The error surfaced at a time when the IPCC is already under fire for another false claim that revealed earlier this week. The 2007 report states glaciers in the Himalayas will disappear by 2035, while the underlying research claims the mountain ice would last until 2350, British newspaper The Sunday Telegraph discovered.

When Cramer heard of that blunder she wrote a letter to the IPCC, saying she was "not amused" there were mistakes in the scientific report she bases the Dutch environmental policies on. Now she is confronted with errors in the data about her own country. "This can't happen again," the minister told reporters in The Hague on Wednesday. "The public trust in science and politics has been badly damaged."

The IPCC based its claim about Dutch vulnerability to rising sea level on data it received from the Netherlands environmental assessment agency PBL. "The Netherlands is an example of a country highly susceptible to both sea-level rise and river flooding because 55% of its territory is below sea level where 60% of its population lives and 65% of its Gross National Product (GNP) is produced," according to the report."

But the Dutch agency now admits it delivered incomplete wording to the panel. "It should have said 55 percent of the Netherlands is vulnerable to floods; 26 percent of the Netherlands is below sea level and another 29 percent can suffer when rivers flood," the PBL said in a statement after the mistake was uncovered by Dutch weekly Vrij Nederland on Wednesday.

The error features in chapter 12.2.3 of the "Impact, adaptation and vulnerability" section of the IPPC report. This part of the analysis was drafted by the so-called working group II, a different group than the one that wrote the part about the scientific basis of climate change and its causes.

One of the reasons the document is error-prone is in the width of its scope, experts say. A description of consequences of climate change all over the world is bound to touch on areas few people know anything about. In its report, the IPCC draws on publications assessed by outside scientists, reports from organisations like the World Bank and management consulting firm McKinsey, and even descriptions from tourist guides and observations from volunteers. Those sources have to be supported by others and are scrutinised through "qualitative analysis". But a problem in the analysis is there are few scientists in the world who know a lot about regional effects. Few people have enough knowledge and insight to predict longtime trends in ice development in the Himalaya, for example.

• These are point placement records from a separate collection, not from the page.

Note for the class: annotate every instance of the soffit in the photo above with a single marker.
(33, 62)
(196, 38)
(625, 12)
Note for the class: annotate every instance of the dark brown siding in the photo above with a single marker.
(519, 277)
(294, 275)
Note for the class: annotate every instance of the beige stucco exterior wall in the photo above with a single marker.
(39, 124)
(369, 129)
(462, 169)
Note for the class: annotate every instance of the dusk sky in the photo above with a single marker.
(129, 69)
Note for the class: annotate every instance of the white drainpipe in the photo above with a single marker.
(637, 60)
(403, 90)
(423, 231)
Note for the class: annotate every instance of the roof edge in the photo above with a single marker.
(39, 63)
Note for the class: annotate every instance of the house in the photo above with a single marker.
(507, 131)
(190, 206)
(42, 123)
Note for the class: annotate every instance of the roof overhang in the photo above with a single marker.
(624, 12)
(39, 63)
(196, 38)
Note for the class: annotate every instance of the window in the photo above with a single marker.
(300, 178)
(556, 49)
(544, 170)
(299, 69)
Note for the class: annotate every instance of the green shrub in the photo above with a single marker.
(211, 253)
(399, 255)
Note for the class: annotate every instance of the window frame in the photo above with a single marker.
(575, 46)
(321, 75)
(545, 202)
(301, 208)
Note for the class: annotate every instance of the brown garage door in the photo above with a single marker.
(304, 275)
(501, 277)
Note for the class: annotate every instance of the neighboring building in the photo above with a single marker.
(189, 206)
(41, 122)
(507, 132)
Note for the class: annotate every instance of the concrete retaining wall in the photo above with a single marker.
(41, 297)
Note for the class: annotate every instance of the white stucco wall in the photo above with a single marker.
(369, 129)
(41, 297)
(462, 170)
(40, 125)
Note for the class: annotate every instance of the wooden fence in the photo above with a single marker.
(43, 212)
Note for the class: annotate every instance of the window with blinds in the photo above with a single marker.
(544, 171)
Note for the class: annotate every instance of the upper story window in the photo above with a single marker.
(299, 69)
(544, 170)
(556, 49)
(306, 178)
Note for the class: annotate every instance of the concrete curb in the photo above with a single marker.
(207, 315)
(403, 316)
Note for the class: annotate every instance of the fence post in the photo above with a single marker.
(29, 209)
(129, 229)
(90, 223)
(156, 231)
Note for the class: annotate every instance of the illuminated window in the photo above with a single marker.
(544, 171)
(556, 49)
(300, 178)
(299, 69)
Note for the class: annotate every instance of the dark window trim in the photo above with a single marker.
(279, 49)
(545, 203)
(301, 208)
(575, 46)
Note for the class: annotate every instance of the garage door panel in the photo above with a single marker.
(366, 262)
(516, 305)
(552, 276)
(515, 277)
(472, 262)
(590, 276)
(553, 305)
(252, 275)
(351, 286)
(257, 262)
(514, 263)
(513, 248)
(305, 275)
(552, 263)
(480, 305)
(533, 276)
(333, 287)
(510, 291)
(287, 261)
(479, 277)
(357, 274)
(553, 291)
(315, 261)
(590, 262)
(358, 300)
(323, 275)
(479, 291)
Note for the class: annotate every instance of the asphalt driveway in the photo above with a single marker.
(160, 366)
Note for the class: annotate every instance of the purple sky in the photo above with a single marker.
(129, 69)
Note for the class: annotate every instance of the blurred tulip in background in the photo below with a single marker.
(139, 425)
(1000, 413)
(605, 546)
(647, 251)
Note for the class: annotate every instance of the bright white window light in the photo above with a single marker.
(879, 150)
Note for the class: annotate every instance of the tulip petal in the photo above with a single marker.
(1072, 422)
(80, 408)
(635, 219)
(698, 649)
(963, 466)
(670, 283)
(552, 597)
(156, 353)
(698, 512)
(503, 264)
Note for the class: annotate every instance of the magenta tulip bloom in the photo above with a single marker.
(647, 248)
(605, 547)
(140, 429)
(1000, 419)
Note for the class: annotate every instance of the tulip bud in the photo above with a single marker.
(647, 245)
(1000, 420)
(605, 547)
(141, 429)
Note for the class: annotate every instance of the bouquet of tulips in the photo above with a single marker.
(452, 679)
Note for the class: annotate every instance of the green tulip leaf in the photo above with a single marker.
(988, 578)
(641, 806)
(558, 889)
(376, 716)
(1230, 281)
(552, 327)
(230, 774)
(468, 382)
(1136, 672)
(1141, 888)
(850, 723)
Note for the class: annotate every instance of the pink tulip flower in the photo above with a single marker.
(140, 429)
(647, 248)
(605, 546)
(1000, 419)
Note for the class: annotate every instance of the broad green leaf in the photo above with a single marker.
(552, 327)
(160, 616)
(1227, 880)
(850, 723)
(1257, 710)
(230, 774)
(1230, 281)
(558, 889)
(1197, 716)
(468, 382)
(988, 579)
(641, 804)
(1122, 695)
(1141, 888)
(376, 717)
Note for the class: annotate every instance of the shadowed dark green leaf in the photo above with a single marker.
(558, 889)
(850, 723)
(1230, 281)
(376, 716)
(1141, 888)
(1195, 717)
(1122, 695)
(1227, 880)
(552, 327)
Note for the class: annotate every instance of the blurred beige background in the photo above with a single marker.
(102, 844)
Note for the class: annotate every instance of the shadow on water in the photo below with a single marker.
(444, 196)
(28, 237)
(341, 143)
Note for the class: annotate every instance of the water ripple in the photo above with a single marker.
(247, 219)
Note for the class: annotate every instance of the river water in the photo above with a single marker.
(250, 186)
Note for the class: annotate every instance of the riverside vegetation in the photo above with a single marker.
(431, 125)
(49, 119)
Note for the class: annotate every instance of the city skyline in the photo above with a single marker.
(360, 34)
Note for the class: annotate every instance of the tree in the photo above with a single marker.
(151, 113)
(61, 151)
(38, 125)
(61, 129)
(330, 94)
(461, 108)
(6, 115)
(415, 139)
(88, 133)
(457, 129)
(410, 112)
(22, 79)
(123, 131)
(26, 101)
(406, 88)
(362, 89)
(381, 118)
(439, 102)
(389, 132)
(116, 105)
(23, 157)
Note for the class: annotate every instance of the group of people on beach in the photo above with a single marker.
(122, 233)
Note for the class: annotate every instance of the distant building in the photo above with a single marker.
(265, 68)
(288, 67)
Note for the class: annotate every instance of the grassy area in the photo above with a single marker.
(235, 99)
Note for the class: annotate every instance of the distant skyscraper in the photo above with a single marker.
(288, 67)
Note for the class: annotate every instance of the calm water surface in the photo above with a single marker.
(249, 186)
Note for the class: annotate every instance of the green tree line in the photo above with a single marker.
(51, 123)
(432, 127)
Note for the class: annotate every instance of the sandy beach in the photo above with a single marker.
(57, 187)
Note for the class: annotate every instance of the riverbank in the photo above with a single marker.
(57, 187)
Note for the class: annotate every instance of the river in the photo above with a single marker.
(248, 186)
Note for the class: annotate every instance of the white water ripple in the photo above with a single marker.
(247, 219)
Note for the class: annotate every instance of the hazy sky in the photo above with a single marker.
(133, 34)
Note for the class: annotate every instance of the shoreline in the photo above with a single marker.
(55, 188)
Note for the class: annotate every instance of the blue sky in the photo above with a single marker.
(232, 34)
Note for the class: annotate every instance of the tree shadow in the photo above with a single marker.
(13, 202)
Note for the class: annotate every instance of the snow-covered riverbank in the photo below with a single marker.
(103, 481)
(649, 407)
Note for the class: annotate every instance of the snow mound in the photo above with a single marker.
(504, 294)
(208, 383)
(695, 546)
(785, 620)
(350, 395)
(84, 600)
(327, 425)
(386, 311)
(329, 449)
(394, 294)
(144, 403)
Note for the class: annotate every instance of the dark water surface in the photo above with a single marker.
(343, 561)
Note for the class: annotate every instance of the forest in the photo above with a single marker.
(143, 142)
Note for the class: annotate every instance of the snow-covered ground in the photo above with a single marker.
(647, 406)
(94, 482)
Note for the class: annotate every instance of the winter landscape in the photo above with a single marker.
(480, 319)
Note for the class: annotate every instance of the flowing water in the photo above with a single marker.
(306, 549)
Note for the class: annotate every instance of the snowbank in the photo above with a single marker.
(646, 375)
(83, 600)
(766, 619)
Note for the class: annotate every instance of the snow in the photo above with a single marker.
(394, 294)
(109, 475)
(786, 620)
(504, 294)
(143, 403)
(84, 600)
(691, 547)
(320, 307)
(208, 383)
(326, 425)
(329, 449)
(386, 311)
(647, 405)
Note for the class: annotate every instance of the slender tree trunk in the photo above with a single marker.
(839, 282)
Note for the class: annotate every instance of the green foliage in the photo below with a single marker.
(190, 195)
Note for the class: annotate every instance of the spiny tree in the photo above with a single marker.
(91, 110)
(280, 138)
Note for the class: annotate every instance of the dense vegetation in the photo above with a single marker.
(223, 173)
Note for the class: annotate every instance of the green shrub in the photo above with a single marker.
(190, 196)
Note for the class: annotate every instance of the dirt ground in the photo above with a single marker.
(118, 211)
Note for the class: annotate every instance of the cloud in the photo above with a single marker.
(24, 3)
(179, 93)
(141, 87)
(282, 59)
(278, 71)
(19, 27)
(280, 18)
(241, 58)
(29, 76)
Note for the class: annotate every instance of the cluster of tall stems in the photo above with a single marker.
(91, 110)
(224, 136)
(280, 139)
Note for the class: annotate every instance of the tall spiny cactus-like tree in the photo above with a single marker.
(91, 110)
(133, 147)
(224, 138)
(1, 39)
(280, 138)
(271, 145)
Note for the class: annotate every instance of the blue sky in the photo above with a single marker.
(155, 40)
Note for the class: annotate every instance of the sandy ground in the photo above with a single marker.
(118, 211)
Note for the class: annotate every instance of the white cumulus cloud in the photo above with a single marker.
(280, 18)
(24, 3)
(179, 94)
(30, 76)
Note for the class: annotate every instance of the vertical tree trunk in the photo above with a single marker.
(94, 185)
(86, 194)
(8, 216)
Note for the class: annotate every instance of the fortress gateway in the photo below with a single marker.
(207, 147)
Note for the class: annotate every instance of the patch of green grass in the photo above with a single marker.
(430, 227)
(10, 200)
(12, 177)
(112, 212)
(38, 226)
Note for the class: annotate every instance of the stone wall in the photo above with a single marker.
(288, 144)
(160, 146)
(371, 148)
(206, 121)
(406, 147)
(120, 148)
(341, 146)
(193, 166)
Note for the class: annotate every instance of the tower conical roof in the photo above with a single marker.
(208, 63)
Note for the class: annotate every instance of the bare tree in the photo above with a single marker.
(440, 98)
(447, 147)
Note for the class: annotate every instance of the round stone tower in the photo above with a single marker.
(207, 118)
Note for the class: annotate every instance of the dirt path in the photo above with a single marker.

The Dutch mistake, however, is of a different order. Scientists missed the incorrect wording of the claim that they received from the PBL. Maarten Hajer, the director of that agency argued the conclusions of the IPPC are still solid: climate is changing, the earth is warming up and human behaviour is to blame for a large part of that. He did acknowledge damage had been done to the reputation of climate scientists. "But I prefer to call it a scratch in the finish rather than a dent," he said.